Monday, April 24, 2006

G. .K. Chesterton on "mysticism"

I've been looking through a copy of For All the Saints: A Prayer Book for and by the Church that Andy loaned me this week, and I found an intesting reading from G.K. Chesterton (1874-1936). I thought you might enjoy it. Please overlook the sexist pronouns. Chesterton was a product of his age.

"Mysticism keeps men sane. As long as you have mystery you have health; when you destroy mystery you create morbidity.

"The ordinary man has always been sane because the ordinary man has always been a mystic. He has permitted the twilight. He has always had one foot in earth and the other in fairyland. He has always left himself free to doubt his gods; but (unlike the agnostic of today) free also to believe in them. He has always cared more for truth than for consistency.

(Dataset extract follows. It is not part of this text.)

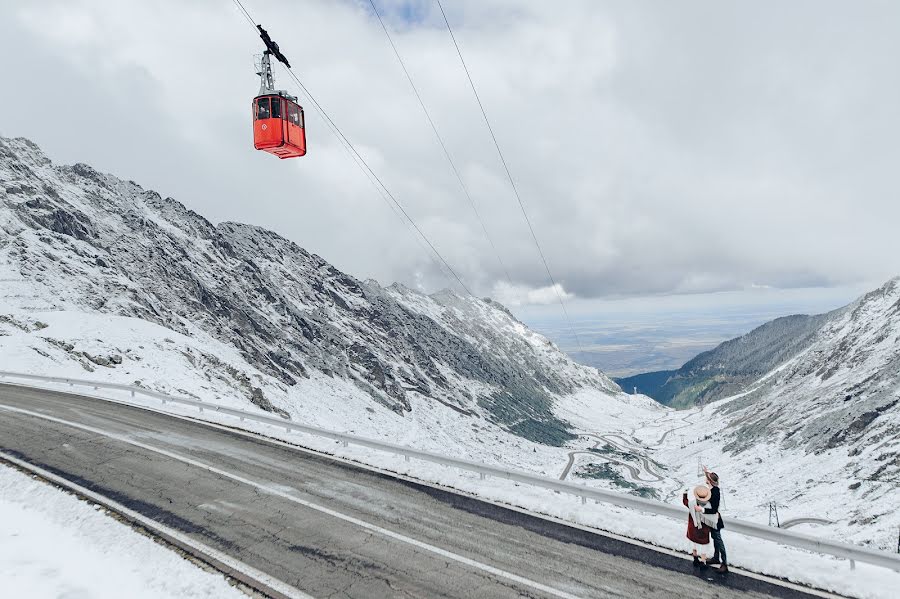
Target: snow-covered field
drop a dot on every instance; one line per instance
(53, 545)
(749, 554)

"If he saw two truths that seemed to contradict each other, he would take the two truths and the contradiction along with them. His spiritual sight is stereoscopic, like his physical sight; he sees two different pictures at once and yet sees all the better for that. Thus he has always believed that there was such a thing as fate, but such as thing as free will also. Thus he believed that children were indeed the kingdom of heaven but nevertheless ought to be obedient to the kingdom of earth. He admired youth because it was young and age becsuse it was not.

"It is exactly this balance of apparent contradictions that has been the whole buoyancy of the healthy man. The whole secret of mysticism is this: that man can understand everything by the help of what he does not understand. The morbid logician seeks to make everything lucid, and succeeds in making everything mysterious. The mystic allows one thing to be mysterious, and everything else become lucid.

"The determinist makes the theory of causation quite clear, and then finds that he cannot say "if you please" to the housemaid. The Christian permits free will to remain a sacred mystery, but because of this his relations with the housemaid become of a sparking and crystal clearness. He puts the seed of dogma in a central darkness; but it branches forth in all directions with abounding natural health.

"As we have taken the circle as a symbol of reason and madness, we may very well take the cross as the symbol at once of mystery and of health. Buddhism is centripetal, but Christianity is centrifugal: it breaks out. For the circle is perfect and infinite in its nature; but it is fixed forever in size; it can never be larger or smaller. But the cross, though it has at its heart a collision and a contradiction, can extend its four arms forever without altering its shape. Because it has a paradox in its center, it can grow without changing. The circle returns upon itself and is bound. The cross opens its arms to the four winds; it is a singpost for free travelers."